Benchmark for actual size of string - wrong results?


(Les Way) #1

Here is my benchmark:

func get() string {
    return string([]byte{0x41, 0x42, 0x43})
}    

var g string

func BenchmarkString(b *testing.B) {
    for i := 0; i < b.N; i++ {
        g = get()
    }

    fmt.Println("unsafe.Sizeof(g)", unsafe.Sizeof(g), b.N, g)
}

Is it correct though ? Here is the output:
unsafe.Sizeof(g) 16 100000000 ABC
100000000 13.7 ns/op 3 B/op 1 allocs/op

It seems unlinkely that the size of a string is 16 bytes and the benchmark only does 3 bytes per operation. What is the explanation ?

I would expect the actual size of string to be:
len(str) + unsafe.Sizeof(str) * 4

Namely the len(str) is the overhead, then of each rune (len(str) = number of runes) another 4 bytes, as a rune has the same size of int32. Please correct me if I am mistaken on this one.


(Jakob Borg) #2

Sizeof(string) is 16 bytes because a string is structure with a pointer (8 bytes) and a length (8 bytes). There’s no allocation for this structure because it’s on the stack. The allocation is for the pointed-to data, which is three bytes (string data isn’t “wide”, four bytes per code point, it’s just data). It gets allocated on the heap because you pass it to fmt.Println, so the compiler can’t guarantee it doesn’t escape beyond the lifetime of the current function call.

You’re doing a lot of microbenchmarking and questioning the results. Is there an overarching point to your explorations? If there’s one conclusion you should arrive at by now it’s that for these sorts of small things it’s all in the details. Whether there is an allocation or not depends on how the data is used, etc.


(Jakob Borg) #3

Oh, and here’s a good article on the memory allocator.
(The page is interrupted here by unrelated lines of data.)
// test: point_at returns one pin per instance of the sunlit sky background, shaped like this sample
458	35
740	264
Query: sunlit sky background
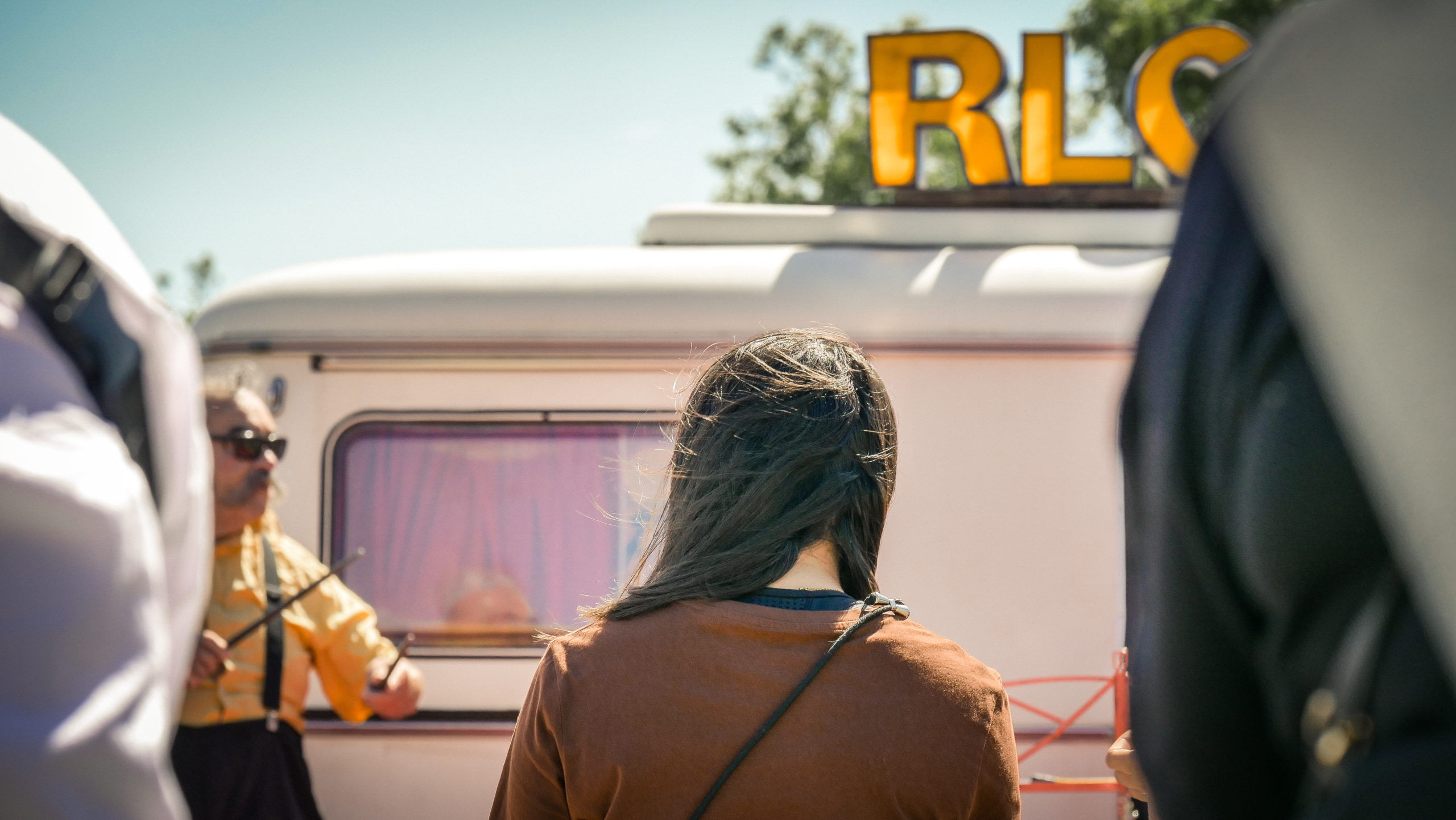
273	133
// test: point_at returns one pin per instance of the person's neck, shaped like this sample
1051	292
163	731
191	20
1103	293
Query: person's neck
229	523
817	569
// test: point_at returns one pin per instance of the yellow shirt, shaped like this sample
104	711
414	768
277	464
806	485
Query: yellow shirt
331	630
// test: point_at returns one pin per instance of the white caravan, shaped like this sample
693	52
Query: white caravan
488	426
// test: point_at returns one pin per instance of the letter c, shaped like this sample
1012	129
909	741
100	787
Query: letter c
1209	48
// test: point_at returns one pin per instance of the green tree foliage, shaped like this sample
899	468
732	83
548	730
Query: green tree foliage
1116	32
813	144
201	280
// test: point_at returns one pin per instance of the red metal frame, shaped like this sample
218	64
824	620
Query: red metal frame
1117	685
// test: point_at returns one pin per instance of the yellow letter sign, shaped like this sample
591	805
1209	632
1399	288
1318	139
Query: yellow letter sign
1206	48
896	117
1043	139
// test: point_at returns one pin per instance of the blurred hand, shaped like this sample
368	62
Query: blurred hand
209	660
398	697
1122	758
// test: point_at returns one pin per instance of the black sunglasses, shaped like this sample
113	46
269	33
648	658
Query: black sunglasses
248	445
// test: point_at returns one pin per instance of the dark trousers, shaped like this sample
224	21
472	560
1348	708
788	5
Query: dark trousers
241	771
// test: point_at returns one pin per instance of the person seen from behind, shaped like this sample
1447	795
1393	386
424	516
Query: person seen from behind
779	483
239	751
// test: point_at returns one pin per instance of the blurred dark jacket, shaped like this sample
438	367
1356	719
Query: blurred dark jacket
1251	544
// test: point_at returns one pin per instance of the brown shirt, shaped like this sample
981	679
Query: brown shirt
637	718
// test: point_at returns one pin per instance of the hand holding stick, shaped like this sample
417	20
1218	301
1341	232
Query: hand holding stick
404	650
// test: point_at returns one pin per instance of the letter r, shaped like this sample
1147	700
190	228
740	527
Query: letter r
896	117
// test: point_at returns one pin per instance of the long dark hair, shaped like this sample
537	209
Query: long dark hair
787	439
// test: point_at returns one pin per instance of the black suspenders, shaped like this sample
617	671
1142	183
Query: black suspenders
273	668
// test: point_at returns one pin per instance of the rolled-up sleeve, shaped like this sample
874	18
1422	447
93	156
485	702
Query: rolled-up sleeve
344	639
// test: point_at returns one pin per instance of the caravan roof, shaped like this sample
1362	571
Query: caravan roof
888	277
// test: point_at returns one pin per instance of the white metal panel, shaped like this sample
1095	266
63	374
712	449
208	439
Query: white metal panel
599	299
841	225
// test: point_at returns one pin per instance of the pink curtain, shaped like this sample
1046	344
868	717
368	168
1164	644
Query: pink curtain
487	522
It explains many things in a readable manner: https://povilasv.me/go-memory-management/


(Les Way) #4

I have commented the print line, so no printing. It still allocates 3 B/op. If I increase the number of runes in my string, to 4, it will allocate 4 B / op, and so on.

It seems there is something more complex going on here.


(Jakob Borg) #5

You are also doing a conversion from byte slice to string, so that allocation might need to happen regardless. That the allocation is four bytes for a four byte string seems expected.